L’objectif des 500 places en question
Lors de la mise en place du dispositif à l’hiver, le maire de Strasbourg Roland Ries (PS) indiquait que « l’objectif est de parvenir à 500 places d’hébergement » par différentes manières, soit le nombre estimé de personnes dormant dehors.
Cette nouvelle étape, qui doit passer par une « conférence de consensus », n’est pas à l’ordre du jour. Marie-Dominique Dreyssé (EELV), adjointe au maire en charge des solidarités et de la gestion du dispositif d’hébergement d’urgence, demande de l’aide de la part de l’État :
« C’est à l’État de prendre ses responsabilités. L’hébergement et tout ce qui dépend de l’immigration relève de l’État. Or, la nouvelle loi Asile et Immigration ne prend pas du tout en compte la problématique de l’accueil. De plus, on ne peut pas créer de nouvelles dépenses à Strasbourg. Aujourd’hui, on est bien embêtés par le pacte financier qui a été voté et nous empêche d’augmenter les dépenses de fonctionnement et donc de débloquer un budget pour ouvrir d’autres places. »

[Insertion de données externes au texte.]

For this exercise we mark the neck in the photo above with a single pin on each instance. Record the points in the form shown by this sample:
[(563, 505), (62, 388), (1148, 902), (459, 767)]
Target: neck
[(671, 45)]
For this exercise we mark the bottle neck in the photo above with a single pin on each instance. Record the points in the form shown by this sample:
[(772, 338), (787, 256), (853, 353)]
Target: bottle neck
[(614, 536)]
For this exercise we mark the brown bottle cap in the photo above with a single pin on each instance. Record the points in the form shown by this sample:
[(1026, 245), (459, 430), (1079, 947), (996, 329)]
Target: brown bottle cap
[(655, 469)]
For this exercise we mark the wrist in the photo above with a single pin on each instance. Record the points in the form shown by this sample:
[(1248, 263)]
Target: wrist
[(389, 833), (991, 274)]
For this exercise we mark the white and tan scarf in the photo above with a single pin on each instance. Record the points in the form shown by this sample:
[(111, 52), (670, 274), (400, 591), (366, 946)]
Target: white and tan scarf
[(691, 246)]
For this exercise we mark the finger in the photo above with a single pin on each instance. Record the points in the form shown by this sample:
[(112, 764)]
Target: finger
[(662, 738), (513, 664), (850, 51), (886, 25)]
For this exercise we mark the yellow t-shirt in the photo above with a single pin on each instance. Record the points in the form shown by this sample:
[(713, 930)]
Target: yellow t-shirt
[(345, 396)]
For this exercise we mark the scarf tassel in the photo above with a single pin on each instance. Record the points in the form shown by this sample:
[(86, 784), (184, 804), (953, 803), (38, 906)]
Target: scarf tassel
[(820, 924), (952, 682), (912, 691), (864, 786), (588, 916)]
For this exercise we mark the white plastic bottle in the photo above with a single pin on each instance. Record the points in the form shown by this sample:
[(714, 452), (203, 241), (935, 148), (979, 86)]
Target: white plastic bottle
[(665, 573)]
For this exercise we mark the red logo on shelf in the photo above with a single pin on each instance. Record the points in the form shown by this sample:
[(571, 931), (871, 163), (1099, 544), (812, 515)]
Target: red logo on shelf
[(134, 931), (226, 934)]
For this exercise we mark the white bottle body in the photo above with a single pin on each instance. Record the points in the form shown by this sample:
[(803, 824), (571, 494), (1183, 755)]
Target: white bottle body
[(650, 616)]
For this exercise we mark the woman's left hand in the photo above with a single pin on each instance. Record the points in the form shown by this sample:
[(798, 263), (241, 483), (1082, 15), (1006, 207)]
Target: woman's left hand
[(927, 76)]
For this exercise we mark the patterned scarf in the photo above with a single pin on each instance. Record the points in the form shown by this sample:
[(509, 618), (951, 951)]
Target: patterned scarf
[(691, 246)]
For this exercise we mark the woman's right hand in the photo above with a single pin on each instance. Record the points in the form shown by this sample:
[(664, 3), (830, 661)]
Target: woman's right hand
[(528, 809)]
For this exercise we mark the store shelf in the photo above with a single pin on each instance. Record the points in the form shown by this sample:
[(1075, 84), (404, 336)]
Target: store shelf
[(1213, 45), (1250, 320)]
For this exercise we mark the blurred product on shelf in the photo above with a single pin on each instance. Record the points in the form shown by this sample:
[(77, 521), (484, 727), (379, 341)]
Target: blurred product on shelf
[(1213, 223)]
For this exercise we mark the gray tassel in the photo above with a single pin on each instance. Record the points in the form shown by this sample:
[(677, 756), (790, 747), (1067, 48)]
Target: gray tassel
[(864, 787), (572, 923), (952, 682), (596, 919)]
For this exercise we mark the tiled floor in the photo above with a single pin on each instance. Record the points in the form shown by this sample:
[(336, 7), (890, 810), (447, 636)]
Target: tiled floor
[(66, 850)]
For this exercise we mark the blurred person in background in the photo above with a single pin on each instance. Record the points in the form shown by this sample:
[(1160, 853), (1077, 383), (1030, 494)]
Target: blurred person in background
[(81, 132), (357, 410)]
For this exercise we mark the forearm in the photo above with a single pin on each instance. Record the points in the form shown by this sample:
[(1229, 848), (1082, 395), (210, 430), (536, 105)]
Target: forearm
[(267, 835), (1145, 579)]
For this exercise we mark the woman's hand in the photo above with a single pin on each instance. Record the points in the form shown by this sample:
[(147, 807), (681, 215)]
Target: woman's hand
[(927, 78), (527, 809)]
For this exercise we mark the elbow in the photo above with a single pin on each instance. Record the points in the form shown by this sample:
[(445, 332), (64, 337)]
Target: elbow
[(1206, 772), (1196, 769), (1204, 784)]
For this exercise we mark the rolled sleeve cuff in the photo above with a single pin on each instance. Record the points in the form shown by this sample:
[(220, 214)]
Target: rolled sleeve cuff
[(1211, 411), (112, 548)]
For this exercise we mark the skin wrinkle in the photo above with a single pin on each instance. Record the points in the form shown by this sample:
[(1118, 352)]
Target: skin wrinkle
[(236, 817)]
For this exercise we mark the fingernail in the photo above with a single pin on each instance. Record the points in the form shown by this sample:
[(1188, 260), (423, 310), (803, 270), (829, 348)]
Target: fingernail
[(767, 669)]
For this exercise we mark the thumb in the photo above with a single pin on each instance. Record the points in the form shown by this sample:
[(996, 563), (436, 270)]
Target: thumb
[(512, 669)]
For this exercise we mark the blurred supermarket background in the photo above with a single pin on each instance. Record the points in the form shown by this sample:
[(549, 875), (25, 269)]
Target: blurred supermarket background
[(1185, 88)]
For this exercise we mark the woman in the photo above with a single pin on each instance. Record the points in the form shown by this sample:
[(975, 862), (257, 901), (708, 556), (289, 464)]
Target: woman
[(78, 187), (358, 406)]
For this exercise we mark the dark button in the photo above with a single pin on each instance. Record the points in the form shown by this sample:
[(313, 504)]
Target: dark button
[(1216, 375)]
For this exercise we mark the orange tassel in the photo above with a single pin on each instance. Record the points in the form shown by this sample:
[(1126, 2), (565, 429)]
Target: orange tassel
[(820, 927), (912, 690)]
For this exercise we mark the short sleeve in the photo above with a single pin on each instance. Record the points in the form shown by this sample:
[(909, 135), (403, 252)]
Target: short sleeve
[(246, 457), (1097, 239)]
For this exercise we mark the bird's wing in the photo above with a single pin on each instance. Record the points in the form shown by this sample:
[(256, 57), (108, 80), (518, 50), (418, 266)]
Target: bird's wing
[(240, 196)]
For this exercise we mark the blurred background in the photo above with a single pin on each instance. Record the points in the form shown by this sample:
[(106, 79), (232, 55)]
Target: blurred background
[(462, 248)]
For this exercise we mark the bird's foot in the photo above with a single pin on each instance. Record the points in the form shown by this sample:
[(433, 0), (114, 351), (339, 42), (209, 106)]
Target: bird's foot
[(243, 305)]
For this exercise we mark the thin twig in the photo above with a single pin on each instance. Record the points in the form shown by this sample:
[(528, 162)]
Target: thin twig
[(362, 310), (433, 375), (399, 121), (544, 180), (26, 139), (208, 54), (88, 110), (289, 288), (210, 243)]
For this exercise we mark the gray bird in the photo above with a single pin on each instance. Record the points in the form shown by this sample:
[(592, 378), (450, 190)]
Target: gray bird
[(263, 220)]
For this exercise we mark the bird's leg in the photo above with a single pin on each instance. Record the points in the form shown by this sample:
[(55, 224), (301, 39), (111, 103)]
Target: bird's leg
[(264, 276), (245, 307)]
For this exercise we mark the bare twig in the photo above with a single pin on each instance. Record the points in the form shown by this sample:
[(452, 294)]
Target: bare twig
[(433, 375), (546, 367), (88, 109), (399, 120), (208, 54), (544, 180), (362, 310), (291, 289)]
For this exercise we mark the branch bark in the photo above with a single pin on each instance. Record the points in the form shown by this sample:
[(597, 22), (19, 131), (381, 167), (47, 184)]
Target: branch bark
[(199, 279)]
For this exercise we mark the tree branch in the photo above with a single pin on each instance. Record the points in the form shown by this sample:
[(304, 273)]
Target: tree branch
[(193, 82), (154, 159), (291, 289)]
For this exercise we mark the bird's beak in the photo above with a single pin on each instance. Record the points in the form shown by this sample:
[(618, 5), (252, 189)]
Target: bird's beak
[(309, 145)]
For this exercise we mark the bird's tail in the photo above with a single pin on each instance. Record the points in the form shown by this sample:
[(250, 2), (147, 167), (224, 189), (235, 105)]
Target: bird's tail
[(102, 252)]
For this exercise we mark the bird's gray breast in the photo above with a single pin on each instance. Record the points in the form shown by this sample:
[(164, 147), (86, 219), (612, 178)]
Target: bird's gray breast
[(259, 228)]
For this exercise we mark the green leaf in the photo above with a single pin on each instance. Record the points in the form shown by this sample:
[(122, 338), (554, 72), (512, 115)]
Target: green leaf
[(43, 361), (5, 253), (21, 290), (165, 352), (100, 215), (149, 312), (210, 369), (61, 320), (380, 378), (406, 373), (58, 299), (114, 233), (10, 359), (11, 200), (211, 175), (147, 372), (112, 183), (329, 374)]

L’annonce de Roland Ries s’est faite en pleine vague de froid, le 14 décembre 2017, le lendemain du décès d’une SDF de 44 ans dans les rues strasbourgeoises. Syamak Agha Babaei, vice-président à l’Eurométropole en charge du logement, avait déjà proposé un plan d’hébergement lors du conseil municipal du 20 novembre 2017. Il avait chiffré sa proposition à 2,5 millions d’euros par an pour héberger 500 personnes, ou 2 millions pour 400 personnes.
Le « succès » du dispositif dès l’été n’a ainsi pas pu empêcher la formation d’un camp de migrants demandeurs d’asile au square des Canonniers dans le quartier du Neuhof, où une quarantaine de personnes se sont installées sous tente pendant plus d’un mois.
Un changement de logique
L’association Caritas Alsace est globalement satisfaite du projet mis en place par la Ville de Strasbourg :
« Cent places, cela fait peu par rapport à la demande, mais il faut bien commencer par quelque chose. Et disposer de plus de places aurait été plus difficile à gérer. Là, ça nous permet d’expérimenter avec les personnes et d’évaluer les besoins en personnel. »

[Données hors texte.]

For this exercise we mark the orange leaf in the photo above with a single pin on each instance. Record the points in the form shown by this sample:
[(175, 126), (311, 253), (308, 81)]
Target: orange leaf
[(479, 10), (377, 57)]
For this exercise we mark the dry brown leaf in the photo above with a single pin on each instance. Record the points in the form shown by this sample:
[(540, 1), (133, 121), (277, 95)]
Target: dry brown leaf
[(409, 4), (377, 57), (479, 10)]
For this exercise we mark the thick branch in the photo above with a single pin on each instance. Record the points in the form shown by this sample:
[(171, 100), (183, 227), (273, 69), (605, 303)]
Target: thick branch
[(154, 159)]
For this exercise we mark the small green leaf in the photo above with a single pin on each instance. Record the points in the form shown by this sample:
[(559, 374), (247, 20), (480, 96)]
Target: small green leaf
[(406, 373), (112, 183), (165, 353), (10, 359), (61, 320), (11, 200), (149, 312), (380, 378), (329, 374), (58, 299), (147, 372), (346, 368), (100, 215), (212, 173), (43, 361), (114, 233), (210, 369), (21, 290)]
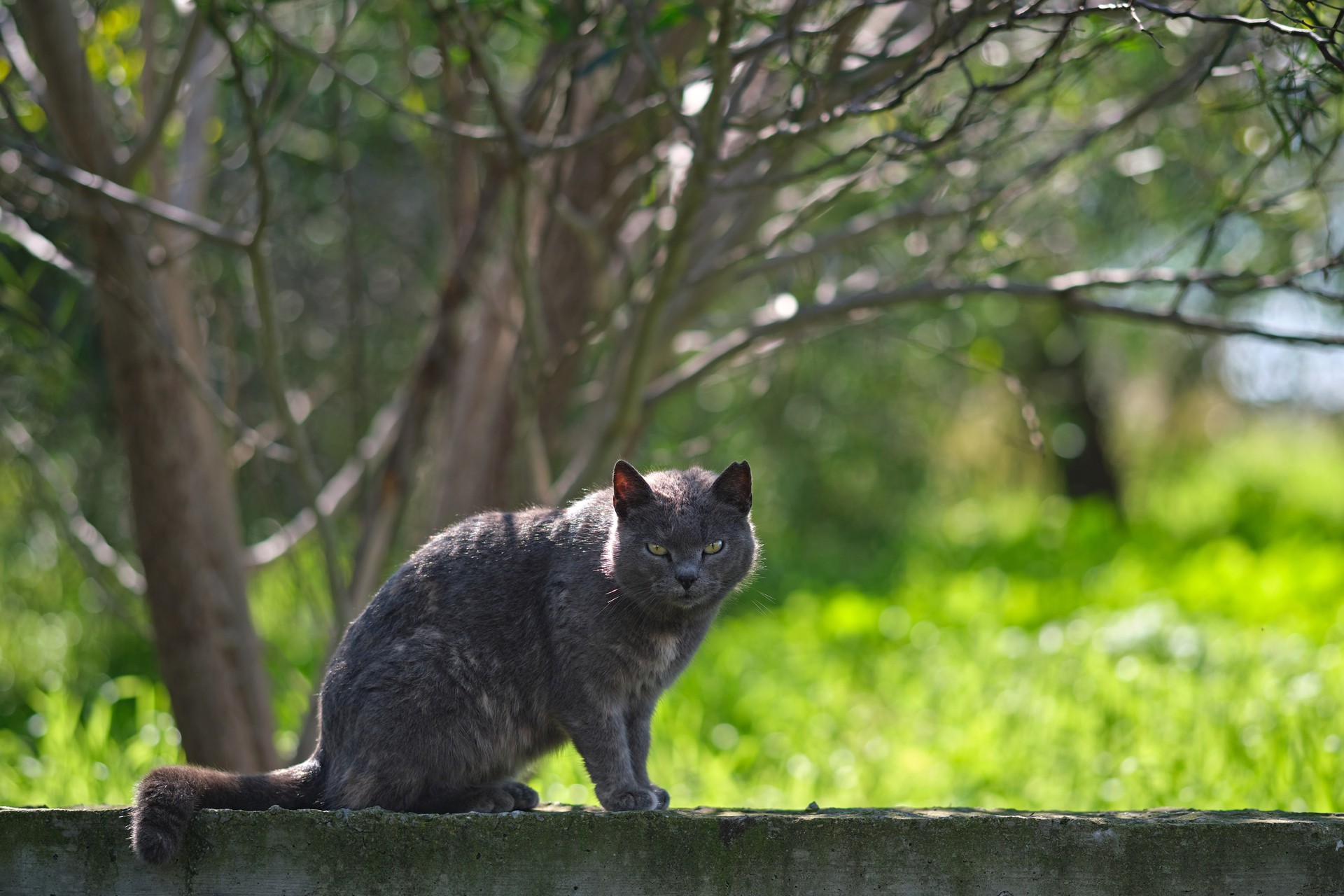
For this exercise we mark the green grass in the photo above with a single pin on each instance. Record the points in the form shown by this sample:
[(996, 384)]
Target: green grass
[(1034, 654)]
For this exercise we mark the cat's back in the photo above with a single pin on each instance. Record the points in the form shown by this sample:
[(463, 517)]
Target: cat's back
[(476, 564)]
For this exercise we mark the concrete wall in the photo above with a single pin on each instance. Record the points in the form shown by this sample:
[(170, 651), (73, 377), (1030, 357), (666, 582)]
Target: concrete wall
[(566, 852)]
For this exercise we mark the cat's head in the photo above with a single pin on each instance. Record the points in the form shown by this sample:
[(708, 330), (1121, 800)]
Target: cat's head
[(682, 538)]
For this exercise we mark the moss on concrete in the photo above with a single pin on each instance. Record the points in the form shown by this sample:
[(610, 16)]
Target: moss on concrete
[(571, 850)]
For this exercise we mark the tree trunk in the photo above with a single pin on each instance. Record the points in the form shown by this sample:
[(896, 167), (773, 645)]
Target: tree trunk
[(187, 527)]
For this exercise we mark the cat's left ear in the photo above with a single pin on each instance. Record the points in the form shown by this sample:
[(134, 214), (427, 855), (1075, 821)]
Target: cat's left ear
[(734, 486)]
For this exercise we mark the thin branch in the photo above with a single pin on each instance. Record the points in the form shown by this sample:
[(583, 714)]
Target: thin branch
[(339, 491), (167, 102), (272, 351), (1063, 289), (428, 118), (41, 248), (204, 227), (78, 527)]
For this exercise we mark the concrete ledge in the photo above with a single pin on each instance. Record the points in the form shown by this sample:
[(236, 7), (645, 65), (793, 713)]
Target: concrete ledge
[(574, 850)]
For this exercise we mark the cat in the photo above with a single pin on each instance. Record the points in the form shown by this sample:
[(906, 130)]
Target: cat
[(504, 637)]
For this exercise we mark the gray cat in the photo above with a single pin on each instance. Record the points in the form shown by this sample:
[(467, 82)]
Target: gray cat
[(496, 643)]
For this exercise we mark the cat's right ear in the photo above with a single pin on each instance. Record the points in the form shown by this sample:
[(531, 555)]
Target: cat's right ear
[(629, 489)]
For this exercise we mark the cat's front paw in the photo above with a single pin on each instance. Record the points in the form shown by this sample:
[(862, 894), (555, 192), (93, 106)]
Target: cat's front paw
[(631, 799)]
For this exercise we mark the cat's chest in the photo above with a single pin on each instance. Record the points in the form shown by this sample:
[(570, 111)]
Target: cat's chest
[(650, 662)]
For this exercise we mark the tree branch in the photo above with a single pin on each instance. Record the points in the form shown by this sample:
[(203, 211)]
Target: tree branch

Monique Maitte, membre du collectif SDF Alsace, relate la satisfaction de certains bénéficiaires qu’elle connait :
« Pour eux, les contacts avec les professionnels sont satisfaisants. Pour la première fois, ils envisagent l’avenir, c’est un signe de réussite. On voit la différence surtout sur les enfants. Ils sont plus calmes, moins anxieux. »

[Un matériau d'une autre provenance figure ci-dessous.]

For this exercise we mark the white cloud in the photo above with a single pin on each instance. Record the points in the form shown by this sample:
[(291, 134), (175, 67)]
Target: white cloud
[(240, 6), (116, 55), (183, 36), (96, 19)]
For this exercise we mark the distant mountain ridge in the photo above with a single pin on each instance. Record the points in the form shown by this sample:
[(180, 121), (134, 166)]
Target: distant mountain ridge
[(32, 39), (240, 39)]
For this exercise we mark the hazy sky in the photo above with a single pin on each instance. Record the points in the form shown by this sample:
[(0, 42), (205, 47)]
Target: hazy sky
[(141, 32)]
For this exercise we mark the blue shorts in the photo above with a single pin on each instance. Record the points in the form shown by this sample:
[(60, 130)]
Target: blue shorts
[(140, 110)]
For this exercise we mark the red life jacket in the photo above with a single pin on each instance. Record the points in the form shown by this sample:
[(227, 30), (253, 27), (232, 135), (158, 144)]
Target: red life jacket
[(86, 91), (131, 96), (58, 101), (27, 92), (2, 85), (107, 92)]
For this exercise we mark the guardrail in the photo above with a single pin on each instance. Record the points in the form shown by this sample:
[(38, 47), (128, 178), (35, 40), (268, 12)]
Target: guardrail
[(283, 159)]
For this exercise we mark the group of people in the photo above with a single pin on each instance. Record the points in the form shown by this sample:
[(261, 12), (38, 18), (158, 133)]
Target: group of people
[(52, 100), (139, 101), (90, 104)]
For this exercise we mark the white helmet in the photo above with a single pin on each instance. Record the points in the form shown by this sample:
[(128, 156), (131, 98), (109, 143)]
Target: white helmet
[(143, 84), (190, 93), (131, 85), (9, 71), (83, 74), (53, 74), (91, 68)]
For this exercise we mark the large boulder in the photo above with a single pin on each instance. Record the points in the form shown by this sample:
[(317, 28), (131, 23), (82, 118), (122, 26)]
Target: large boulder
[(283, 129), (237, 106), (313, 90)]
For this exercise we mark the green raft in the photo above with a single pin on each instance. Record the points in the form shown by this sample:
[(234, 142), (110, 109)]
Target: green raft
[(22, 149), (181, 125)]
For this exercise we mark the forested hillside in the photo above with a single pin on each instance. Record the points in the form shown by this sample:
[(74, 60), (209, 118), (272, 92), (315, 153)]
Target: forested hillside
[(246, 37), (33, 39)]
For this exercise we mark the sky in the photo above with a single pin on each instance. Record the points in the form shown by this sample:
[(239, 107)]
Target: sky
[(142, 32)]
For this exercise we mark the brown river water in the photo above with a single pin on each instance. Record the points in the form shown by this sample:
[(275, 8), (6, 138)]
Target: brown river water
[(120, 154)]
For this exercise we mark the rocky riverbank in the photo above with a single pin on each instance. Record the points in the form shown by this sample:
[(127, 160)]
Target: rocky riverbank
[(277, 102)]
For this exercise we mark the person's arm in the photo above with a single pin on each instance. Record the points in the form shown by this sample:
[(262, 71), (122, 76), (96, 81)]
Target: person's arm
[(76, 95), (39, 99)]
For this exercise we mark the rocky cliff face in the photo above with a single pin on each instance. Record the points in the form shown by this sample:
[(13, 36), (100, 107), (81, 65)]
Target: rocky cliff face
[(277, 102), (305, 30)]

Pour cette ancienne sans abri, une des avancées du programme est le changement de l’ordre des priorités : d’abord trouver un logement aux individus, puis se soucier des situations administratives ensuite. Elle note néanmoins ce qui reste à améliorer :
« Par rapport à la résidence des arts, l’accompagnement est parfois plus distant en ce qui concerne les logements les plus éparpillés. Et puis la barrière de la langue reste ce qu’il y a de plus problématique. Il faudrait plus de cours de FLE (Français Langue Etrangère). Mais c’est compliqué car ça implique plus de bénévoles… »
L’association Alsace Terre d’Accueil n’a pas souhaité s’exprimer sur son implication et les situations suivies.